Germany's transport industry faces significant challenges as the country's economy stagnates, with GDP growth of only 0.3% year-on-year and a decline in industrial production. Truck toll mileage rose 2.6% in October 2025, but remains 1.1% below last year's level, and personnel costs continue to rise above inflation rates.
Germany's Transport Industry Faces Challenges Amid Economic Stagnation
Germany's transport industry is struggling to stay afloat as the country's economic situation remains stagnant, according to a recent market report by the European Cargo Alliance of International Freight Forwarders (ELVIS) AG.
Economic Growth Remains Elusive
The ELVIS report notes that Germany's economy has shown no signs of recovery, with growth remaining flat in the third quarter of 2025. The country's GDP remained unchanged compared to the previous quarter and grew only 0.3 percent year-on-year.
"The German economy continues to tread water: global crises and unclear economic policy prevent any recovery," said Nikolja Grabowski, member of the ELVIS AG board.
Industrial Production Weakens
The report also highlights a decline in industrial production, with only mixed prospects for the final quarter of the year. Output in chemical products rose by 1.3 percent compared to August 2025, while mechanical engineering fell slightly by 1.1 percent. The automotive sector showed a strong increase of 12.3 percent.

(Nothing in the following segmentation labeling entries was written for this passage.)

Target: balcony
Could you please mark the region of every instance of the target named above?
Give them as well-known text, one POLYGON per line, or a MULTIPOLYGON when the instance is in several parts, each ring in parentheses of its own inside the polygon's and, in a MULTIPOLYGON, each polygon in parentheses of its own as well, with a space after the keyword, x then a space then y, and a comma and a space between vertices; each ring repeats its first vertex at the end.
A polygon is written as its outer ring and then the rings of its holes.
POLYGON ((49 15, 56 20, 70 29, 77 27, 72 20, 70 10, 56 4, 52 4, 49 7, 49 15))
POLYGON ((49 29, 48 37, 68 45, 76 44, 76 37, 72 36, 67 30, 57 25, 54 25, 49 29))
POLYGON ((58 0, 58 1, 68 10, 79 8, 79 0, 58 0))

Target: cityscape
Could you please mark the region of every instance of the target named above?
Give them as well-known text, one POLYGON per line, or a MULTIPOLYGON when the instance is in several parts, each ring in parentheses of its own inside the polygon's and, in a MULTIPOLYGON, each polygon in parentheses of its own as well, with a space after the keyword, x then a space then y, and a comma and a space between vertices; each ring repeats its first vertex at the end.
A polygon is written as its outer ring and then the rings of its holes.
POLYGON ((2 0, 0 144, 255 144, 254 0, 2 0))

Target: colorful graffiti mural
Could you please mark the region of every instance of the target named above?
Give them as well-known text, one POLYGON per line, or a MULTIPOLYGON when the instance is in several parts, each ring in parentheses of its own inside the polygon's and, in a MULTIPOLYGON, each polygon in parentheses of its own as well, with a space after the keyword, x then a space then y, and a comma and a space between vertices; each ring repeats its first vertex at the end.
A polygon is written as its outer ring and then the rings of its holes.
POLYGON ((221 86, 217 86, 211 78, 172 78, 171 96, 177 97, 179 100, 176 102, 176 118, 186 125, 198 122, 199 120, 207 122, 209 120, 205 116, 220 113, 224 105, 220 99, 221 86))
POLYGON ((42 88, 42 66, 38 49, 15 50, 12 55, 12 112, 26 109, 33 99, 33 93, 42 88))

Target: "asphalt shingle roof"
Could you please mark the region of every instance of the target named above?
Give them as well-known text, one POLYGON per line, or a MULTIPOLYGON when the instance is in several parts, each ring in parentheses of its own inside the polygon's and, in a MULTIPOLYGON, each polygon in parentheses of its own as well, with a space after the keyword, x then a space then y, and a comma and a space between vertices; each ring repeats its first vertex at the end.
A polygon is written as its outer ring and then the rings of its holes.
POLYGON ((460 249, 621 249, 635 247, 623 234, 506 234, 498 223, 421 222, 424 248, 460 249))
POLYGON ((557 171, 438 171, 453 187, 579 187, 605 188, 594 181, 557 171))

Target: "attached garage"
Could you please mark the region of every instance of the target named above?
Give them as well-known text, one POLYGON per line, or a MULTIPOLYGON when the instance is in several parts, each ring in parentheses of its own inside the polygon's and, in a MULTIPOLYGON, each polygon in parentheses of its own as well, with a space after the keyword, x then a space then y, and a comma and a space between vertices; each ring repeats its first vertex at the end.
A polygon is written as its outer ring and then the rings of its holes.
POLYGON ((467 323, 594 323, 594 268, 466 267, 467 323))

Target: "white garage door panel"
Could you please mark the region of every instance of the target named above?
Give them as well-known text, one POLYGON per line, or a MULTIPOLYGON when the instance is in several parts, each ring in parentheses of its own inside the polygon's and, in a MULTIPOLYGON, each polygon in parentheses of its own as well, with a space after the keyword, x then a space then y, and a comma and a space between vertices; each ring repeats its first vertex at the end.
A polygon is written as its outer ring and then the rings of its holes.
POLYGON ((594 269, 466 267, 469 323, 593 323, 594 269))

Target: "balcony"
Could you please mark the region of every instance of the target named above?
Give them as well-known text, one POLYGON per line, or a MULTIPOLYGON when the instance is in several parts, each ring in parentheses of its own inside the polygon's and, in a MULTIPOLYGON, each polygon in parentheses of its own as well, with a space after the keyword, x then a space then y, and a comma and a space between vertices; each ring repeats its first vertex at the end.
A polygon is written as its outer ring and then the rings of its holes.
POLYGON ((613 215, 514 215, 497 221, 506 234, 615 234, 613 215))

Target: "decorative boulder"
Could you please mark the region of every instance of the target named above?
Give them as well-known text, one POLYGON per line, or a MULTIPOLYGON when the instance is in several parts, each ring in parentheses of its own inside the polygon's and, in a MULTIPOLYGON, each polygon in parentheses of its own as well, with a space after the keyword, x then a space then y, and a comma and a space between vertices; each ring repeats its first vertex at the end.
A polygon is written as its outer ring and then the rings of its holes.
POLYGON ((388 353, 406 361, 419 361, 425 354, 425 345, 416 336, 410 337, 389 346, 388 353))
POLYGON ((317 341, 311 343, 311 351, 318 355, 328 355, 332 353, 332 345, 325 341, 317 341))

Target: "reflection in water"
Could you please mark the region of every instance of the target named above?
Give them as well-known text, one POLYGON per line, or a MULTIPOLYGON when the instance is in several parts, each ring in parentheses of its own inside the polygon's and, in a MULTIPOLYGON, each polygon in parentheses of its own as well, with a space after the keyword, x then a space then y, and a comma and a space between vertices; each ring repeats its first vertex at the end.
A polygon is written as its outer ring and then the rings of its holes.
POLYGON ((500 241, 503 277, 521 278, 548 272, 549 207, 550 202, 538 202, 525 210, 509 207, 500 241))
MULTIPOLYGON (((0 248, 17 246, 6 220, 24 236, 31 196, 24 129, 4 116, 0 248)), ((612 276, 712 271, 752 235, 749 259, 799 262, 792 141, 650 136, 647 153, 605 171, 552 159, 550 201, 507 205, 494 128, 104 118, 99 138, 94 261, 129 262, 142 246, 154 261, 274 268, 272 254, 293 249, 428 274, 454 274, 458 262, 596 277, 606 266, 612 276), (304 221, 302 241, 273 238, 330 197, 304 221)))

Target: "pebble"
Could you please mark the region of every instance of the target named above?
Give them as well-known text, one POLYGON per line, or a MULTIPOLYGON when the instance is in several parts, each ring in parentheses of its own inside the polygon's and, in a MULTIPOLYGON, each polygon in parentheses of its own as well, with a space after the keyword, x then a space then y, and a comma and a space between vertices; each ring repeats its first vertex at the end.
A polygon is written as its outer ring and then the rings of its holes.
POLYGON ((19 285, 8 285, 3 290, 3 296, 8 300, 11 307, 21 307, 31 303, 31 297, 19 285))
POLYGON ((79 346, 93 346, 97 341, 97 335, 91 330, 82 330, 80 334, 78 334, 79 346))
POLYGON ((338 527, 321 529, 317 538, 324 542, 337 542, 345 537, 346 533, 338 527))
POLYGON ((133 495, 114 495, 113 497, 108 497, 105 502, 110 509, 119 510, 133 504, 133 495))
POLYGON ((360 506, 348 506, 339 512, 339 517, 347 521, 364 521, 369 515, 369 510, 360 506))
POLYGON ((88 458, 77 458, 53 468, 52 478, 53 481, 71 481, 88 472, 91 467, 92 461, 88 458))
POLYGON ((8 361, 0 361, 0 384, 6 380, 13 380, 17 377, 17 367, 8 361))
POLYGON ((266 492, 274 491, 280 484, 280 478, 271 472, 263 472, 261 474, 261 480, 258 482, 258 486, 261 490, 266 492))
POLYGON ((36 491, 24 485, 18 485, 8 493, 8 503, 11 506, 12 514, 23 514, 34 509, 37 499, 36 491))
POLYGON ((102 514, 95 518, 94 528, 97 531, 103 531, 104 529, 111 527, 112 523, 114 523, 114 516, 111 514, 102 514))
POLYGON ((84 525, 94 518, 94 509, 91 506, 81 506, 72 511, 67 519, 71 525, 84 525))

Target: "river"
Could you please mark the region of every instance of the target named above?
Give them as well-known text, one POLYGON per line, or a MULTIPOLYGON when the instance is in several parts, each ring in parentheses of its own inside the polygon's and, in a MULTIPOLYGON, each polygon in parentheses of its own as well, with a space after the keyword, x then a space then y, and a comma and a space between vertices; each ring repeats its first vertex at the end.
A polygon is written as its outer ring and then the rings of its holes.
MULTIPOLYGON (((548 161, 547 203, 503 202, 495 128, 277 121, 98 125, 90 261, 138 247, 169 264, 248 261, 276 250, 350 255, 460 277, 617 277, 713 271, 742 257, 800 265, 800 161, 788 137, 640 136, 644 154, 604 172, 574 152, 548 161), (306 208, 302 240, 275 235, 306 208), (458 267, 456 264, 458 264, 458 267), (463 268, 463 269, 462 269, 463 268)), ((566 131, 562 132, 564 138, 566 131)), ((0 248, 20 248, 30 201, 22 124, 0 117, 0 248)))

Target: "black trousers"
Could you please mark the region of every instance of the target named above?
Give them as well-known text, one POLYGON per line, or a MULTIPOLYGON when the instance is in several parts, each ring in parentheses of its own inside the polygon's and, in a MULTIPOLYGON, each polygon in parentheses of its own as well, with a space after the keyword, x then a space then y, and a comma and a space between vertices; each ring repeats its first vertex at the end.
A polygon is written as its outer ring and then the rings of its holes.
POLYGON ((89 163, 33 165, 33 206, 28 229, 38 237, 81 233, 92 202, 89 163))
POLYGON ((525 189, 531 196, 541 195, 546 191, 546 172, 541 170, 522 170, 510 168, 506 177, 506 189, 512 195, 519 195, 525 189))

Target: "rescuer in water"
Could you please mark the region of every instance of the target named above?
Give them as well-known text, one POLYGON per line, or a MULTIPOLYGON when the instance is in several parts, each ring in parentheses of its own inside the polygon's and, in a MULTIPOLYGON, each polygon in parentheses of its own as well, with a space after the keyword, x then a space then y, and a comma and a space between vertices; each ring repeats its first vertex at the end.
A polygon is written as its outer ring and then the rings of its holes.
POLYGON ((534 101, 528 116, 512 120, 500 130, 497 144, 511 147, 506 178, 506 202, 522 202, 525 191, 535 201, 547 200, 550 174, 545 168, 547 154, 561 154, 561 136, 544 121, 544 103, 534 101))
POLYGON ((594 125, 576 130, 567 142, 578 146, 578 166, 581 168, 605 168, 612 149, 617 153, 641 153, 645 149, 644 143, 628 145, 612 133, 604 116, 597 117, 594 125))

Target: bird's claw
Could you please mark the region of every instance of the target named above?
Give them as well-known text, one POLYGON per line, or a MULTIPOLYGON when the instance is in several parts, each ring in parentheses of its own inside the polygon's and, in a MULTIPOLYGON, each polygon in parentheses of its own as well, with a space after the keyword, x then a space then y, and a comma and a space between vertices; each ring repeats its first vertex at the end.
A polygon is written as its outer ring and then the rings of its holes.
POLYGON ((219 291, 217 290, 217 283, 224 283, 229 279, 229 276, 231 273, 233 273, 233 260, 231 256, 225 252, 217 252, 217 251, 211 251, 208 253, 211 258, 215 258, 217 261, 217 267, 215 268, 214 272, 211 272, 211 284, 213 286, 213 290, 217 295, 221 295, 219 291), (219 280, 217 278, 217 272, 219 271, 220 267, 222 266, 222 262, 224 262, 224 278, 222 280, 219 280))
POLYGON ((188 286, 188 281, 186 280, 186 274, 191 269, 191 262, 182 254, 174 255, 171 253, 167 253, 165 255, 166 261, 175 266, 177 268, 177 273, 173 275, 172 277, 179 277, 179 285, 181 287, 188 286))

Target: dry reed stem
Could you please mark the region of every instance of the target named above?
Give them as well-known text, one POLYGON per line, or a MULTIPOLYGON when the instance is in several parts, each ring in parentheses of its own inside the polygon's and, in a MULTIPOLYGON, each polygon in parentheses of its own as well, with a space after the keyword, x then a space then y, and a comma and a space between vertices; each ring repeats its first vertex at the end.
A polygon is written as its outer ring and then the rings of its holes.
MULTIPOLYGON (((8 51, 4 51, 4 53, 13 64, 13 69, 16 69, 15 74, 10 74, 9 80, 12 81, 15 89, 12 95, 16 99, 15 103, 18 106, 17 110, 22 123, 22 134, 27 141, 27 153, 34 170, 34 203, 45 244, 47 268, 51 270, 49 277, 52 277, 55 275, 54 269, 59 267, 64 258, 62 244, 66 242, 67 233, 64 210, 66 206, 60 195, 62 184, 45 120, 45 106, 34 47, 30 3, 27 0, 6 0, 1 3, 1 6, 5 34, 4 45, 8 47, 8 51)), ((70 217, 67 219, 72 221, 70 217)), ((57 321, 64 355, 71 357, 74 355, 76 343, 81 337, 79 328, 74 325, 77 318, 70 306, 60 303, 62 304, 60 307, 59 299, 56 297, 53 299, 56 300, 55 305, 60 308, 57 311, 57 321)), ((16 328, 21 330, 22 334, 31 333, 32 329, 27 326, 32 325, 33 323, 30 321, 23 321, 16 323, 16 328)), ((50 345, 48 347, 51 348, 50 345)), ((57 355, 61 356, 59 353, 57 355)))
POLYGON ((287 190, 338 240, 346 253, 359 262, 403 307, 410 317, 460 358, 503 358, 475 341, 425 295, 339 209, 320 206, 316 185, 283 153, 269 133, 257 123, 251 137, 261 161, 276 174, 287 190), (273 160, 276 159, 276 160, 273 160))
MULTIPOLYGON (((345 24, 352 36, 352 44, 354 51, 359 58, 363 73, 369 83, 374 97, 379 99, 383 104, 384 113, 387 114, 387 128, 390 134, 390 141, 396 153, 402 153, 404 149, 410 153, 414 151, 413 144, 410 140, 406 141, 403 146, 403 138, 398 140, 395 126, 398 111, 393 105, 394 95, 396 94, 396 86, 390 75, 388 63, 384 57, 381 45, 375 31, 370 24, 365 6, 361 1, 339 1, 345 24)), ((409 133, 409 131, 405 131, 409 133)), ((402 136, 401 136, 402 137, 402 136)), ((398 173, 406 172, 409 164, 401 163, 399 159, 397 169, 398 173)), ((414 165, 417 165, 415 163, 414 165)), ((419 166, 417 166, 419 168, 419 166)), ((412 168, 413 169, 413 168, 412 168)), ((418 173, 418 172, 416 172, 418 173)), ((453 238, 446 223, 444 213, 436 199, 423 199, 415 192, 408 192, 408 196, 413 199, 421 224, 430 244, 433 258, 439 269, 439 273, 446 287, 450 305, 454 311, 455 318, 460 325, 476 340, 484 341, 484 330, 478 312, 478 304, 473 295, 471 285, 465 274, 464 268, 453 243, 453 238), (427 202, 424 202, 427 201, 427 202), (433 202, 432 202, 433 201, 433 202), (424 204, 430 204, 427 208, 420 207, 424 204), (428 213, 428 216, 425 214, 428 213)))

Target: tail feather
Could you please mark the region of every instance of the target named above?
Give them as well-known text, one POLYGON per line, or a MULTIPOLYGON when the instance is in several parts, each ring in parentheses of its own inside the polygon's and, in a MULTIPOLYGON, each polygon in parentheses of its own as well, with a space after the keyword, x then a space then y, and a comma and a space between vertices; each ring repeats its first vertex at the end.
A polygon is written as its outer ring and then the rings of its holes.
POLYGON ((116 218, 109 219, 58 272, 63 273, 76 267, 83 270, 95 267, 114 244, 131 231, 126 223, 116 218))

However, year-on-year figures paint a different picture, with all segments declining: chemicals by 0.1 percent, mechanical engineering by 3.7 percent, and motor vehicles and parts by 1.6 percent. Construction output also decreased both month-on-month (-0.9 percent) and year-on-year (-2.2 percent).
Transport Industry Faces Challenges
In the truck transport market, no long-term recovery is in sight. Although truck toll mileage rose by 2.6 percent in October 2025 compared to the previous month, it remained 1.1 percent below last year's level. Reduced capacities continue to strain the market.
"Many customers are already announcing early year-end closures, so December is expected to bring little volume," said Grabowski.
The transport barometer—measuring the freight-to-capacity ratio in the spot market—fell by 5.8 percent month-on-month and 1.2 percent year-on-year. Ifo expectations for road freight transport mirror this, with revenue expectations in October 2025 falling sharply both month-on-month (-4.2 percent) and year-on-year (-12.8 percent).
Cost Developments Stabilize
One small bright spot is that cost developments have largely stabilized. Producer prices in road freight transport rose only slightly in Q2 2025 (+0.6 percent), warehousing prices stayed almost unchanged (+0.3 percent), and producer prices for trucks (+0.2 percent), semi-trailers (0.0 percent) and trailers (-0.1 percent) remained stable. Diesel costs even fell by 1.4 percent month-on-month.
Personnel Costs Remain a Challenge
However, personnel costs remain significantly above the general inflation rate. In Q2 2025, the index for average gross monthly earnings rose by 2.1 percent quarter-on-quarter and 3.7 percent year-on-year. The skilled-worker shortage persists, especially the lack of truck drivers.
"The shortage of personnel and simultaneously rising costs are currently among the biggest challenges in the truck transport market," warned Grabowski.
Importance of Transparent Performance Indicators
Against this backdrop, ELVIS stresses that up-to-date, transparent operational and financial performance indicators are becoming increasingly important for transport companies. They enable firms to respond quickly and precisely to market conditions.
"As digitalization progresses, comprehensive and well-structured data is becoming essential," said Grabowski. "It forms the basis for working more efficiently with automation and artificial intelligence—a clear competitive advantage in economically uncertain times."